Maka, hukuman yang diberikan pada Persib Bandung sudah tepat. Bukan karena insiden ini menjadi viral dan menjadi bahan pembicaraan nasional. Yang tampak adalah PSSI menjadikan insiden tersebut sebagai titik balik bagi mereka untuk mulai bertindak tegas tanpa toleransi apapun. Inilah yang kita butuhkan sepenuhnya.
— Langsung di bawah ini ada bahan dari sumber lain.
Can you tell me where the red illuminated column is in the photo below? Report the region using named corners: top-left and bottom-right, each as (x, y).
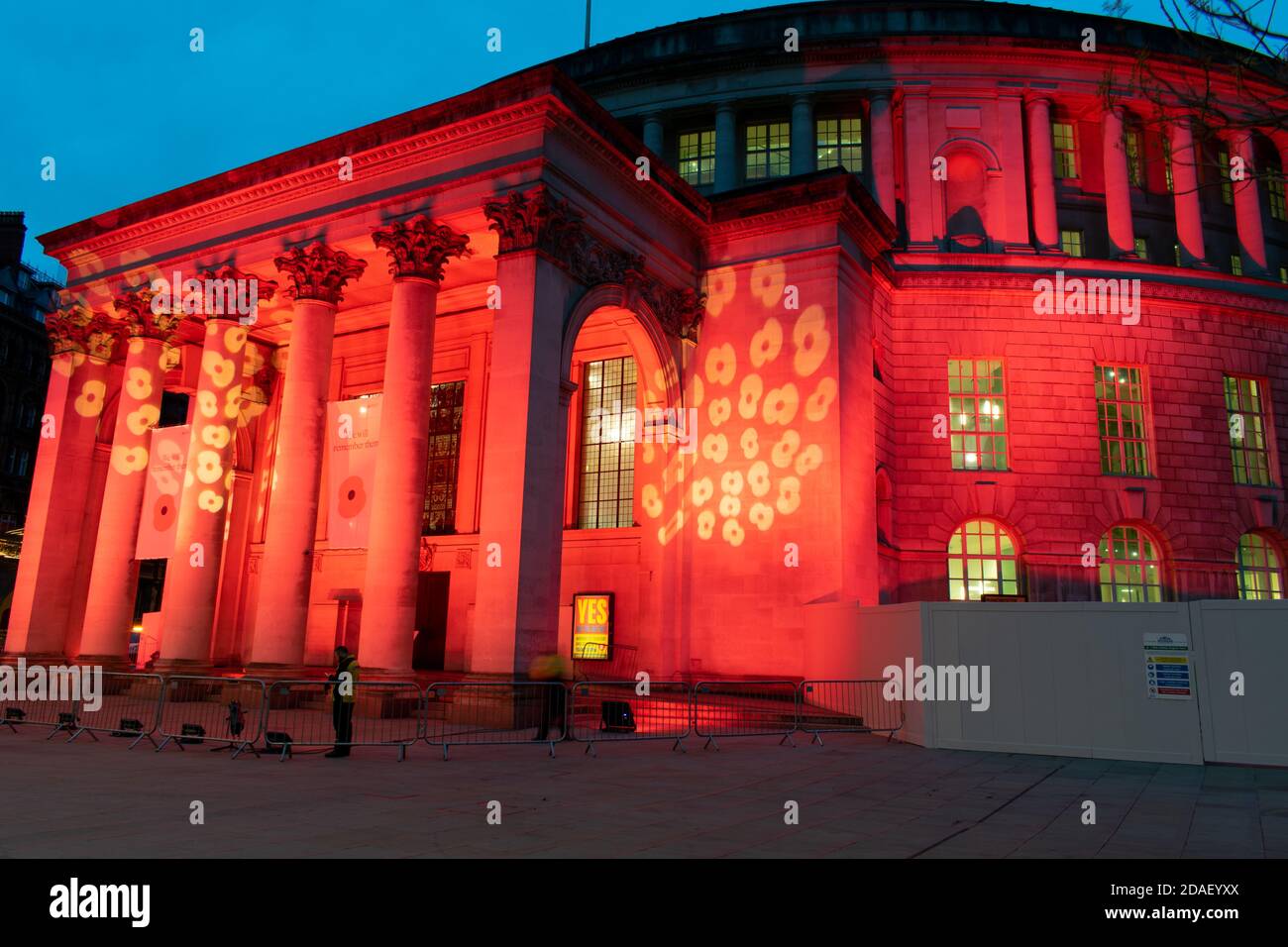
top-left (80, 290), bottom-right (183, 665)
top-left (469, 187), bottom-right (579, 674)
top-left (159, 316), bottom-right (246, 672)
top-left (903, 85), bottom-right (936, 250)
top-left (5, 305), bottom-right (119, 661)
top-left (1168, 115), bottom-right (1207, 266)
top-left (1100, 106), bottom-right (1136, 257)
top-left (252, 244), bottom-right (368, 666)
top-left (1025, 97), bottom-right (1060, 253)
top-left (361, 217), bottom-right (469, 674)
top-left (1221, 129), bottom-right (1269, 275)
top-left (868, 89), bottom-right (898, 220)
Jika gaung perlawanan itu tetap dilanjutkan, maka hal ini akan dicontoh oleh suporter lain. Setiap kali klub dihukum, suporter akan melawan. Tidak akan ada habisnya dan pada akhirnya akan membentuk sebuah lingkaran yang tidak menghasilkan solusi apapun bagi perbaikan sepakbola Indonesia.
Kembali pada kasus dihukumnya Arema FC, ini juga menjadi keputusan yang paling tepat, meskipun boleh dibilang sangat terlambat. Sebelum kasus kericuhan saat pertandingan melawan Persebaya kemarin, suporter Arema FC berkali-kali bertindak rasis, yang ditujukan pada suporter Persebaya (Bonek). Setiap kali mereka bertanding, siapapun lawannya, selalu terdengar chant/nyanyian rasis yang berisi provokasi untuk melakukan kekerasan pada Bonek.
Tidak ada asap jika tidak ada api. Begitu pula dengan nyanyian rasis atau aksi anarkis yang dilakukan suporter. Mereka tidak akan bertindak jika tidak ada yang memprovokasi. Karena itu, sudah sepatutnya pula provokator, oknum suporter yang memprovokasi suporter lainnya harus dihukum berat. Larangan masuk ke stadion seumur hidup, bagi Yuli Sumpil dan Fandy sudah benar dan tepat pula.
Dua hukuman tegas dari PSSI ini setidaknya bisa dijadikan pelajaran bagi klub dan suporter lainnya. Dua hukuman tegas ini juga menjadi bukti dari angin perubahan yang dibawa PSSI. Jika ingin sepakbola Indonesia menjadi lebih baik dan berprestasi, mari kita ubah budaya kekerasan dan anarkis yang selama ini identik dengan suporter sepakbola. Dan itu bisa dimulai dengan menghargai setiap keputusan tegas yang diberikan PSSI.